The Adventurers (15) |Home Ents Review

Dir. Ringo Lam, Hong Kong, 1995, 110 mins, subtitled
Cast: Andy Lau, Jaclyn Wu, Rosamund Kwan, David Chiang, Paul Chun
Review by Colin Dibben
Wai Lok-yan (Lau) is a Cambodian refugee who has grown up in Thailand after an uncle rescued him from the killing field (house, actually, but close to a lush green tropical field) that saw the rest of his family murdered. Wai has joined the Thai Air Force but his discovery that the man who murdered his family is now rich and living in Hong Kong sets him on the path of vengeance. This takes him to Hong Kong and then San Francisco, where he teams up with his father’s and uncle’s old CIA partners to latch on to Crystal (Wu), his father’s killer’s daughter.
It gets even more tangled. His father’s killer, Liu (Chun) has a mistress (Kwan) who discovers what drives Wai and seeks to protect him. But her growing obsession threatens to expose Wai and Crystal and kill them all.
The great Ringo Lam made The Adventurers just before he went to the US to make Maximum Risk with Jean Claude van Damme. This film is both a calling card delivered on a silver platter to Hollywood – and a proud celebration of the different angles Asian cinema in general and Hong Kong in particular could bring to the action genre.

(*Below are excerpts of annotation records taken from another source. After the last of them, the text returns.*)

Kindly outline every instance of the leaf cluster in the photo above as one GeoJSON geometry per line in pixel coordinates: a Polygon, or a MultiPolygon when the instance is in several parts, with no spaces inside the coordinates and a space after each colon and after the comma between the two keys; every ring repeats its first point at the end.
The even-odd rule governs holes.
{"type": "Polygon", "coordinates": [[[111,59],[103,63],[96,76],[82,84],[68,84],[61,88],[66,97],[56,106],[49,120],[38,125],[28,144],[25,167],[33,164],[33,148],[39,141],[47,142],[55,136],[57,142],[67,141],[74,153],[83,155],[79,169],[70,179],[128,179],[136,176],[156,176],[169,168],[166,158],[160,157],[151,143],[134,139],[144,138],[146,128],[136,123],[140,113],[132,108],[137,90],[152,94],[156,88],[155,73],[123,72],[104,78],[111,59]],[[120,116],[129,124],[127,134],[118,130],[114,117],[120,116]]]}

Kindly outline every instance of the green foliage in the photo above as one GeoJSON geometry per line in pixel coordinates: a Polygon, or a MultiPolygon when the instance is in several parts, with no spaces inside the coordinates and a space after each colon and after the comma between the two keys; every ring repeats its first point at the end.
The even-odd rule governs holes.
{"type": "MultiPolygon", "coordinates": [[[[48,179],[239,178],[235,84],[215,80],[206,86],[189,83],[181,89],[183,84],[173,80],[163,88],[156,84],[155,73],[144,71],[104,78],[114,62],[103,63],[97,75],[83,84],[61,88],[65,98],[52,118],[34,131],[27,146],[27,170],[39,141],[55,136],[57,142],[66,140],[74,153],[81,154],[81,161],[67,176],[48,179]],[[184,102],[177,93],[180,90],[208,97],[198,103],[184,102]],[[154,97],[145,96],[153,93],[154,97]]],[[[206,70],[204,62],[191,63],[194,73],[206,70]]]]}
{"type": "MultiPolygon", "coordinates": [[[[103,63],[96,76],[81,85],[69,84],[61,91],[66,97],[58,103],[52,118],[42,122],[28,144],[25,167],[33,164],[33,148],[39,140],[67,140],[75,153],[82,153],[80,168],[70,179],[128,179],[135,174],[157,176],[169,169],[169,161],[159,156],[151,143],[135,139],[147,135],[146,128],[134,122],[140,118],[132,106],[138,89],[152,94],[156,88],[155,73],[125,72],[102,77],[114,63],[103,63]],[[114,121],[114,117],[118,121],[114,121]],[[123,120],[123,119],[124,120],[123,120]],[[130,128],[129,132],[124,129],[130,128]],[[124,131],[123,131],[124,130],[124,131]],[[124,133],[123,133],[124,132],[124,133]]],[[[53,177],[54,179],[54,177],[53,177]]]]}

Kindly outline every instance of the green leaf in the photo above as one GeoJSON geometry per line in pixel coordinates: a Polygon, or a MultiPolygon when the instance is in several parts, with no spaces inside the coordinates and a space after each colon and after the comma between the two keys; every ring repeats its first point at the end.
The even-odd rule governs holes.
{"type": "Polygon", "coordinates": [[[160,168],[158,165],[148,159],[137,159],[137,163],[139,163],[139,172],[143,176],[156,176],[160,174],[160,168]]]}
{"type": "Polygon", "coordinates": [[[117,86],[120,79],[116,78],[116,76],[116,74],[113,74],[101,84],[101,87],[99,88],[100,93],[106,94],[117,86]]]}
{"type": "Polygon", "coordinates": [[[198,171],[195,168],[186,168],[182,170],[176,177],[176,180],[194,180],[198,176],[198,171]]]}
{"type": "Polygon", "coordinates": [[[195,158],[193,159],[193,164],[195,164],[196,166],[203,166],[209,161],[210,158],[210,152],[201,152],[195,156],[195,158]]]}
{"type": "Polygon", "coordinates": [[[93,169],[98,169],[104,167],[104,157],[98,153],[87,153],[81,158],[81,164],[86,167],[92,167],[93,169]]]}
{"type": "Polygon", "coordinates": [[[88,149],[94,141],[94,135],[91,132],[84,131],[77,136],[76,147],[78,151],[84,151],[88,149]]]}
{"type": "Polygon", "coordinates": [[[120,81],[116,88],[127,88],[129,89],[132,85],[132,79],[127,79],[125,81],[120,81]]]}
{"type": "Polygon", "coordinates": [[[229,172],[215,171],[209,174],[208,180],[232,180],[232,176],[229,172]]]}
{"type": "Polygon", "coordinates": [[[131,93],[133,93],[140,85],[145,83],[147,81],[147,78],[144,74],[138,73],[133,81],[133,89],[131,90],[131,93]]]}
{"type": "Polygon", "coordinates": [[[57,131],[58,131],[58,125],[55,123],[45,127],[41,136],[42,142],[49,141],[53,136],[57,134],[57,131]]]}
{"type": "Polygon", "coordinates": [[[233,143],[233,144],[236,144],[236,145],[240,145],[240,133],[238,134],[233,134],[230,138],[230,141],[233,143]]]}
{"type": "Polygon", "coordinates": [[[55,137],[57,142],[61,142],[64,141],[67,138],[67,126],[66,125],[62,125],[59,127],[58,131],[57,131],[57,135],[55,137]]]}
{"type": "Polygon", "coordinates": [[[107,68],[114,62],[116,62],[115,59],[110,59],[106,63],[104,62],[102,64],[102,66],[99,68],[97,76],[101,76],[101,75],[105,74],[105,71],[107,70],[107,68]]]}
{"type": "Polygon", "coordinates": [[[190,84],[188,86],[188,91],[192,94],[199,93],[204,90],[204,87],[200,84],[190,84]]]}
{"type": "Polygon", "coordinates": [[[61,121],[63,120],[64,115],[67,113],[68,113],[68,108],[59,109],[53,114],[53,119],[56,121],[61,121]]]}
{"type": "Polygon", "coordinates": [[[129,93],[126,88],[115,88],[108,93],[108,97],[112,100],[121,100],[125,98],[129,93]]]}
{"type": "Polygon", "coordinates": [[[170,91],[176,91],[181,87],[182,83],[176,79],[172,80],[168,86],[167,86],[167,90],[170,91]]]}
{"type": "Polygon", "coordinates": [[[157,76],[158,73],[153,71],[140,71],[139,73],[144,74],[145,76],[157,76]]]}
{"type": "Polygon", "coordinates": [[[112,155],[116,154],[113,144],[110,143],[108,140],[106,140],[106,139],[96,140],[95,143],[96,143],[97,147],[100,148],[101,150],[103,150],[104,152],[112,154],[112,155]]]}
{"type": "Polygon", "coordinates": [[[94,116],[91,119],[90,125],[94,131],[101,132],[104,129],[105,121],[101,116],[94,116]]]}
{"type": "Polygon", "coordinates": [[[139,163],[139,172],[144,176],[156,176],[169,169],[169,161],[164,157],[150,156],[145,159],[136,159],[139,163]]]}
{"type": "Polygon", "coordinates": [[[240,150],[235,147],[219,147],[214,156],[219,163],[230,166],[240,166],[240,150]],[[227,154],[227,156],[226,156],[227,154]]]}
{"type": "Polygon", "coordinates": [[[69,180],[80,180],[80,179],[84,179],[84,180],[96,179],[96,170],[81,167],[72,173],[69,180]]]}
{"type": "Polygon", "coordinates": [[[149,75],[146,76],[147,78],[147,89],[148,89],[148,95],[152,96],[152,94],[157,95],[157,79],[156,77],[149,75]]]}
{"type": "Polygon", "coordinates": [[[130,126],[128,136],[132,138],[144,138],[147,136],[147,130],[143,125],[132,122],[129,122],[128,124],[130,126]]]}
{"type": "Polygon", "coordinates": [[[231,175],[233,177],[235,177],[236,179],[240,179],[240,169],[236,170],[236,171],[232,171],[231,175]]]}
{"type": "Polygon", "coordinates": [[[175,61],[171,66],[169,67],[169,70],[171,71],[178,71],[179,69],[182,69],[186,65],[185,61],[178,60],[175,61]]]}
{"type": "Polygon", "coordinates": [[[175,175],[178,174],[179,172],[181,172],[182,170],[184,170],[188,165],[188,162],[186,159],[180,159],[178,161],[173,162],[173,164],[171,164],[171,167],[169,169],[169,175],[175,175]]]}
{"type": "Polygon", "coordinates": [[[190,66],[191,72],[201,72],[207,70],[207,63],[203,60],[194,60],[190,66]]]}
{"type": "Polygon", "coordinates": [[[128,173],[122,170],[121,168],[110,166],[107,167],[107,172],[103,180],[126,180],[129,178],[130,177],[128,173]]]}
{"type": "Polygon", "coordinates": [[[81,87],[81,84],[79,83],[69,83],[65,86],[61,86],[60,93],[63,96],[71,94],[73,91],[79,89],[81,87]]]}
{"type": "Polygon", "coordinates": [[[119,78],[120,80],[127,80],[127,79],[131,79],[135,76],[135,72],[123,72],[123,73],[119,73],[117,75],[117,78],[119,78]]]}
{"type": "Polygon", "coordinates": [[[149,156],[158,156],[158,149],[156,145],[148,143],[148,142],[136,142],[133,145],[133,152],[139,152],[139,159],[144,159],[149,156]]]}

The most interesting elements here are the twists on cinema tropes: the crime film, the Vietnam War and its related cinema seen from a different perspective on the same side; the nods to Top Gun, the use of locations seen through eyes and souls that have a culturally different sensibility.

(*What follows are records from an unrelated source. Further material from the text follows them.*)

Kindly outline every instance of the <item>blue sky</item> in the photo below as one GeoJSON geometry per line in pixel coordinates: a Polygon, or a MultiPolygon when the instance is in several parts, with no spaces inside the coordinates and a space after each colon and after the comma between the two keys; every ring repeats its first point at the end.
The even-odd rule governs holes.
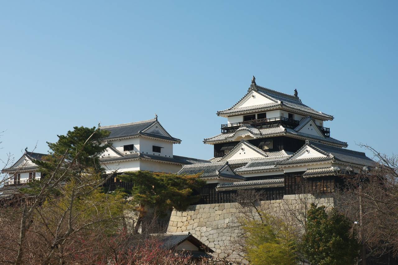
{"type": "Polygon", "coordinates": [[[396,151],[397,1],[56,2],[0,9],[0,158],[156,113],[175,154],[210,158],[252,75],[334,115],[349,148],[396,151]]]}

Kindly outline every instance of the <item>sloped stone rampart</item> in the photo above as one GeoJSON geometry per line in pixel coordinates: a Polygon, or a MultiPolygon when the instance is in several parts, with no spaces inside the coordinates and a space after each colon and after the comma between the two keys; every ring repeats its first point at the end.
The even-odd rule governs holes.
{"type": "MultiPolygon", "coordinates": [[[[259,203],[261,208],[282,217],[287,211],[302,209],[303,205],[312,203],[328,207],[334,205],[331,198],[316,198],[310,194],[285,195],[283,200],[259,203]]],[[[236,203],[192,205],[185,211],[172,211],[167,232],[190,232],[215,250],[217,257],[241,261],[242,253],[236,253],[234,243],[241,232],[236,225],[242,216],[242,207],[236,203]]]]}

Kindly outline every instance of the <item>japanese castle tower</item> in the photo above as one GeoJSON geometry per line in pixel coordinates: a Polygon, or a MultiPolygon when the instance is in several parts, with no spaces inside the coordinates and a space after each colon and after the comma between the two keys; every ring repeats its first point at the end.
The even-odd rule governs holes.
{"type": "Polygon", "coordinates": [[[323,124],[333,116],[303,104],[297,90],[293,95],[271,90],[253,76],[246,94],[217,115],[227,121],[221,133],[203,140],[214,147],[211,163],[184,166],[178,173],[207,180],[201,203],[231,202],[242,189],[261,190],[266,200],[330,192],[344,175],[374,163],[331,137],[323,124]]]}

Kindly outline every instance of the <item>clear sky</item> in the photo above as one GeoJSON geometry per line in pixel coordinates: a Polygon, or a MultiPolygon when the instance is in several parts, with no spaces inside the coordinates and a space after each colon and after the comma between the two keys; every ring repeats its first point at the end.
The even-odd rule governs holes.
{"type": "MultiPolygon", "coordinates": [[[[257,84],[334,115],[331,136],[396,152],[398,2],[4,1],[0,158],[73,126],[152,119],[213,156],[216,115],[257,84]]],[[[369,153],[367,153],[369,154],[369,153]]],[[[0,166],[0,168],[2,167],[0,166]]]]}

The action sequences are very watchable, of course, but even there the marked sensibility that comes from a cultural differences can be noted: for example I can’t imagine a scene like that where Jaclyn Wu is naked under a towel as bullets explode the wooden wall around her in a Hollywood film, even in the 1980s.
Anyone who likes action cinema will like The Adventurers, which once again shows what a broad church action movies constitute.